Anche le pose non sono casuali. Simone racconta: “Per Freddie ho voluto ricercare una posa più intima e non quella tipica con giacca gialla che tutti ricordano. Le foto dovevano essere colorate, in modo da aver contrasto con lo sfondo nero con il richiamo all’atmosfera che c’è sul palco quando il cantante è illuminato e tutto intorno è molto buio. Quella sensazione di epifania drammatica e a effetto credo manchi a tutti gli amanti della musica”.

In un periodo dove non ci sono concerti, queste opere sono un emozionante tributo proprio al rapporto intimo che si crea tra star e il suo pubblico. Anche se in nessuna posa si vede l’audience, è qualcosa che si percepisce, come se la raffigurazione di queste voci che non ci sono più nella vita reale andasse oltre anche l’immaginazione.

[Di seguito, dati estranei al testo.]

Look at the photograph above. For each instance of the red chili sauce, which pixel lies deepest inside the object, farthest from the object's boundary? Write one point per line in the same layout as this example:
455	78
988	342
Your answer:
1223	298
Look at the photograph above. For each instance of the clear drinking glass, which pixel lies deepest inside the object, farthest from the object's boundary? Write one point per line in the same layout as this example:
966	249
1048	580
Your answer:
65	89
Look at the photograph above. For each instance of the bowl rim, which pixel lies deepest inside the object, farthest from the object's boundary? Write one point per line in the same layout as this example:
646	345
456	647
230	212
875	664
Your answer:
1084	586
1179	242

Simone spiega questa sensazione così: “I cantanti che rappresento sono personalità esplosive e quasi esplodono in questi ritratti. Il fiore e il microfono sono due costanti nella rappresentazione. Volevo dare un tributo alla loro professione e dire grazie a tutti loro per le emozioni che continuano a darmi. Il fiore che ho riportato ai piedi simboleggia la loro vita spezzata, che è caduta ed è andata inevitabilmente ad appassire. Nei colori e luci ho voluto invece comunicare ancora una vita, la vitalità della loro personalità e della loro voce che sopravvive al loro stesso mito”.